US stocks fell on Friday after FedEx served investors a brutal pre-earnings announcement about the state of the global economy.
The Dow closed down 140 points, or 0.5%, lower. The S&P 500 fell 0.7% and the Nasdaq Composite was down 0.9%.
All three major indexes logged their fourth losing week out of the last five. The Dow dropped 4.1% for the week, and the S&P 500 and Nasdaq dropped 5% and 5.5%, respectively.
Shares of FedEx
(FDX) were down nearly 22% after the company withdrew its full-year guidance late Thursday and warned that a slowing economy will cause it to fall $500 million short of its revenue target. The weakening global economy, particularly in Asia and Europe has hurt FedEx
(FDX) (FDX)’s express delivery business. The company said demand for packages weakened considerably in the final weeks of the quarter.
During an interview Thursday on CNBC, FedEx CEO Raj Subramaniam was asked if he believes the slowdown in his business is a sign of the start of a global recession.
“I think so,” he responded. “These numbers, they don’t portend very well.”
This marks FedEx’s worst one-day drop in history — topping the 16% plunge the day of the 1987 stock market crash. The Dow Transportation Index also fell by more than 5% in Friday trading and FedEx competitor, UPS
(UPS), was also down about 5%.
Transport stocks are thought of as a leading indicator for the market at large, and FedEx in particular is seen as a market bellwether. The announcement could contribute to broader declines in a market that’s already heading for a big losing week.

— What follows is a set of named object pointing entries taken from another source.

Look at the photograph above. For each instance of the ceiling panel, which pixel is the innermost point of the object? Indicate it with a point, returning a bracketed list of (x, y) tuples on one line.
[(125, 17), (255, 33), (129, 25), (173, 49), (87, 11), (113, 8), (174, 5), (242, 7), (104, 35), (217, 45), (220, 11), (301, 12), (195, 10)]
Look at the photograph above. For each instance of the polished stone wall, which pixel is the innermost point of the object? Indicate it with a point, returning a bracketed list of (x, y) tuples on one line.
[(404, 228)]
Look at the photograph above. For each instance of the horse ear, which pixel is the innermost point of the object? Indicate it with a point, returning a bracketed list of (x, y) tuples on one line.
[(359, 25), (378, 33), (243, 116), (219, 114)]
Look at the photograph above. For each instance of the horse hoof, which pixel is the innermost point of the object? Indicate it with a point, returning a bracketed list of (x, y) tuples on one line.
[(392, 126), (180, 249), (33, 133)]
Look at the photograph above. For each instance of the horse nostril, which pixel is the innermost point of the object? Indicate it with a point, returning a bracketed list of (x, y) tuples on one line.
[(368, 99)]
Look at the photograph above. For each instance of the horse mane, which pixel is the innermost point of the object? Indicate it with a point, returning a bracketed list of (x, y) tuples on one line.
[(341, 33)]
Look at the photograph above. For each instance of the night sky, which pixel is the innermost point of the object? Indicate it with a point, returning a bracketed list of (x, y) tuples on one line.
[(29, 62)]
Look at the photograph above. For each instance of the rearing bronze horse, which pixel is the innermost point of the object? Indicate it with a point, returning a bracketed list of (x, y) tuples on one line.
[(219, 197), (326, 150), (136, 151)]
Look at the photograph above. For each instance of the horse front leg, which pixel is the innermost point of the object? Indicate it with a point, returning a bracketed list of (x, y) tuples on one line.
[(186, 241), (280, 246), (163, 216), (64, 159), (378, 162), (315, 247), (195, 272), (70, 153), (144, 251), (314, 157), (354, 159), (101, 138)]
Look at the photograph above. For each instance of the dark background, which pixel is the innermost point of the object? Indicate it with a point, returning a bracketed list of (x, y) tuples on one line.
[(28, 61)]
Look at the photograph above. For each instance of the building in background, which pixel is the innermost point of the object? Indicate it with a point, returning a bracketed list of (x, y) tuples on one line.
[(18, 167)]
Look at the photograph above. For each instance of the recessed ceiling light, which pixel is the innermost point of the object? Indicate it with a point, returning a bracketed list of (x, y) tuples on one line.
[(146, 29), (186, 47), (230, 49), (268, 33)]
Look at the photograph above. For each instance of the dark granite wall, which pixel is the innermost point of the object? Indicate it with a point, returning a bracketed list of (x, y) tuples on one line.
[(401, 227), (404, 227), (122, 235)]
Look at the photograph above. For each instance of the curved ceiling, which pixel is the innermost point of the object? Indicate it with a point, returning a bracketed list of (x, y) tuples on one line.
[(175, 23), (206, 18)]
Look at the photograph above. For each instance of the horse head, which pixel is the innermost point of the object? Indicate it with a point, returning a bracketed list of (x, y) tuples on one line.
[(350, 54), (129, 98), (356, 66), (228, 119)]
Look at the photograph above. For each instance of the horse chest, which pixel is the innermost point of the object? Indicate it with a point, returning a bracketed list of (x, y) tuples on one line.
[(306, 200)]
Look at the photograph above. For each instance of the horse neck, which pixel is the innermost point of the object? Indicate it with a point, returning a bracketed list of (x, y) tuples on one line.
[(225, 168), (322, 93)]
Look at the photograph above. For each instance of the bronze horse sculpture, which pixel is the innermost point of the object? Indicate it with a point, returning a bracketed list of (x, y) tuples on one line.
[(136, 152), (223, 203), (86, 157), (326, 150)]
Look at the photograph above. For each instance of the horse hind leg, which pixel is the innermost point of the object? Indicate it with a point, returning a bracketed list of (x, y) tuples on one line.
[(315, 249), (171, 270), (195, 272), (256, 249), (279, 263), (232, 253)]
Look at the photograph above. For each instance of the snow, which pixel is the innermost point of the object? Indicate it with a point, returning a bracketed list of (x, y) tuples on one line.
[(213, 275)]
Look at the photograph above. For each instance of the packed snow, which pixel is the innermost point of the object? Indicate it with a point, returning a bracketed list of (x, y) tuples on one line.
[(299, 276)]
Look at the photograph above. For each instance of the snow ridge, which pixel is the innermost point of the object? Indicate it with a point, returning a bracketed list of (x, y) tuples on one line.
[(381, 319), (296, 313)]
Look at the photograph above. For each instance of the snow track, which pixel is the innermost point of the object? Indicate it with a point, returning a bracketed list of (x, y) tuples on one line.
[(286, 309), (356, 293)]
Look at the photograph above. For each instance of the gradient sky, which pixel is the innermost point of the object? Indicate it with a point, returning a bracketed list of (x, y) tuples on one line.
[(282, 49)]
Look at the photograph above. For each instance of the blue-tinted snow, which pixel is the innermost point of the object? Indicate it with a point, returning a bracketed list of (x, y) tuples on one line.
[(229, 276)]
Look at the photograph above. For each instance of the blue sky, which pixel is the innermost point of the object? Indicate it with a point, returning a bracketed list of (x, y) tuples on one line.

Still, some analysts think that Amazon
(AMZN) could be responsible for FedEx’s headache. “Amazon
(AMZN) [recently] launched free shipping software for sellers, and discounted shipping rates,” wrote JPMorgan’s Jack Atherton in a client note.
“Amazon has piled money into its logistics capability over the past few years, to the point it has excess capacity for its own needs and is hungry for more share which is being targeted through FBA (Fulfillment By Amazon) and could be weighing on FedEx.”
Amazon stock was down more than 2% on Friday.
Either way, the third-quarter reporting season begins next month and FedEx’s warning adds to the souring outlook of analysts on earnings expectations.
Third quarter earnings-per-share estimates have slipped more than 5.5% since the end of June, according to FactSet data. That’s the largest drop for a quarter since the second quarter of 2020 (when Covid-19 sent the United States into recession).
The FedEx announcement also comes as investors worry about a weakening economic outlook as the Federal Reserve hikes interest rates aggressively to bring inflation under control.
The University of Michigan’s consumer sentiment index preliminary September reading added to investors’ woes on Friday, it came in at 59.5, its highest level since April but below economists’ estimates. The September survey showed that respondents don’t expect high prices to go away any time soon, consumers said they’re expecting inflation to hit 4.6% over the next 12 months and 2.8% within the next five years.
That’s bad news for investors as expectations can be a self-fulfilling prophecy: If consumers anticipate that prices will remain high, they’ll likely spend more and demand higher wages while businesses might raise prices to accommodate higher demand and wages. If expectations are lower, they might rein in spending and ask for smaller wages increases.
Friday’s consumer sentiment report is the last major piece of economic data before the Federal Reserve meets next week to discuss monetary policy and determine whether it will raise rates once again in its battle to tame inflation.
Still, the largest part of this week’s market loss came on Tuesday after a key inflation reading, August’s consumer price index report, came in hot. The Dow lost 1,200 points on the news– it’s worst decline since June 2020.